The Forgotten Room(89)



I looked down at the crumpled piece of paper clutched in my gloved hands, double-checking that I was in the right place. Prunella Pratt Schuyler had responded to my request for a meeting with a short note scrawled out in bold script. It had been more of a summons than a response, telling me to be at this address at four o’clock Tuesday next. The expensive stationery was at jarring odds with the street on which I stood, the linen paper more appropriate to an Upper East Side debutante than to this Brooklyn neighborhood of immigrant families and the pungent scents of foreign foods. Remembering what Margie had discovered about Prunella in the society pages, I wondered if that false impression might have been intentional.

I was quite certain this wasn’t the same place I’d visited with my parents all those years ago. I had to assume that Prunella’s fortunes since my father’s death had deteriorated drastically, at least to the point where she’d been forced to move to Brooklyn from the Upper East Side. Which, some might argue, would be a fate worse than death.

I waited for a sputtering milk truck to pass and then crossed the street. The haggard mother barely noticed me as I passed her on the steps and entered through tall double doors into what might have once been an attractive foyer in a single residence. But now the black-and-white marble tiles of the floor were cracked and stained, the plaster ceiling moldings mostly missing or water spotted, the fireplace surround absent, presumably salvaged to grace a more deserving residence.

I almost left the building again to check the address one more time, but stopped myself. I recalled the rest of the information Margie had discovered in the newspaper archives about the demise of the Pratt family fortunes related to bad railroad investments, and then the blow the Schuyler family fortune had sustained during the crash of ’29. For a woman like Prunella, who since birth had been brought up and schooled to be nothing more than a society hostess, to end up in a place like this, far away from the familiar world of her youth—it must have been humbling indeed.

The sound of a couple arguing tumbled down the narrow stairs in front of me, the dark green runner of which was threadbare and filthy. A baby cried somewhere in the building, while an out-of-tune piano plunked out a scale behind the door to my right. I looked again at the note in my hand. Apartment 1B. The door opposite the piano, with peeling white paint and only a shadow of where a number one must have once been attached.

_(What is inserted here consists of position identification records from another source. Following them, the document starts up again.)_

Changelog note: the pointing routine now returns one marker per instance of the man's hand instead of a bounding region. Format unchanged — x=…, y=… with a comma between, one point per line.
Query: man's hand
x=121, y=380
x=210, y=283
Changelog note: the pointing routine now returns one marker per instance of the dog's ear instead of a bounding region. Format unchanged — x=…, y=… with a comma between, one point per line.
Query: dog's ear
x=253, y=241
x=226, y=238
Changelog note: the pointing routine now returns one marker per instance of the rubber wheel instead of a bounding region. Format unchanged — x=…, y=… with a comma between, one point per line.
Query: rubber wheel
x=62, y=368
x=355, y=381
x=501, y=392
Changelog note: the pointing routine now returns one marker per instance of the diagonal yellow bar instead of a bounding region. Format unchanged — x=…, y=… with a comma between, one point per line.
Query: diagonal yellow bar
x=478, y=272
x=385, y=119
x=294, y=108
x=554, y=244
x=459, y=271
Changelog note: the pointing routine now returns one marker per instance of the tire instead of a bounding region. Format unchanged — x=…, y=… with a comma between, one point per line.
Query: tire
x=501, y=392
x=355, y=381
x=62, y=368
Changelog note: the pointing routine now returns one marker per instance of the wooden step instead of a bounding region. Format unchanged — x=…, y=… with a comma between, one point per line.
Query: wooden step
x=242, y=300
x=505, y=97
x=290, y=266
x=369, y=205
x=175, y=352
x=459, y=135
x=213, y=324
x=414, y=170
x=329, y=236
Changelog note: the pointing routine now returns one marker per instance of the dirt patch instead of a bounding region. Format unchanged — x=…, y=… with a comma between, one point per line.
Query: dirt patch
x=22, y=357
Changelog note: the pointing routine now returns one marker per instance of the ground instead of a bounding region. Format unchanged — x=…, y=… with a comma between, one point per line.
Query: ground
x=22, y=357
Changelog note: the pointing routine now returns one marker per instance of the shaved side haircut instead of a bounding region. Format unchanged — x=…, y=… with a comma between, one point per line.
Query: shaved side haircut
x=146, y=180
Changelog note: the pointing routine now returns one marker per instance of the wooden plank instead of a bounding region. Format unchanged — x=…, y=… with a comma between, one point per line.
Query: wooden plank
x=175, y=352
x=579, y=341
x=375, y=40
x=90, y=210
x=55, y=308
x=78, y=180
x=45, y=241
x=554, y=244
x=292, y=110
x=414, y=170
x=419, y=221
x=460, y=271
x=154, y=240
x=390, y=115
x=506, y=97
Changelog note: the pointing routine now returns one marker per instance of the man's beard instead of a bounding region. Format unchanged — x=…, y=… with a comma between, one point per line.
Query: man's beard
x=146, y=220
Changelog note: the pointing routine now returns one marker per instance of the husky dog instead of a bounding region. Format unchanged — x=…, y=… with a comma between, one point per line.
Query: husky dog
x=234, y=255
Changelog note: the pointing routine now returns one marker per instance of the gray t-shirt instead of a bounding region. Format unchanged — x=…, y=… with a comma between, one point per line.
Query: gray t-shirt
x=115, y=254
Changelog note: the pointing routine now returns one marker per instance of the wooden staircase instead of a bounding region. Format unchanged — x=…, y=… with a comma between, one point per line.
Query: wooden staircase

I hesitated only a moment before raising my hand and knocking, the sound slightly muted by my glove. I heard a movement inside, like the barest brush of satin against wood, and then nothing. I took off my glove and knocked again with all four knuckles.

This time I heard light but quick footsteps, followed by the sound of several locks being unlatched before the door slowly opened. Two large green eyes beneath a mop of white curly hair peered out at me through the space between the door and frame.

“Mrs. Schuyler? Aunt Prunella? It’s Kate. Kate Schuyler. Philip’s daughter.”

The door widened and the woman stepped back, revealing an old-fashioned and ill-fitting black maid’s uniform complete with starched white apron and cap. Her wide smile alone would have been enough to tell me it wasn’t my aunt Prunella, but when she opened her mouth and words that danced with an Irish brogue fell from her tongue, I knew for certain.

“Och, no. I’m Mona, the maid.” She leaned forward conspiratorially and whispered, “Herself is still abed, too delicate to leave her room in such weather. Between you and me, she’s the constitution of a bear and will outlive us all.”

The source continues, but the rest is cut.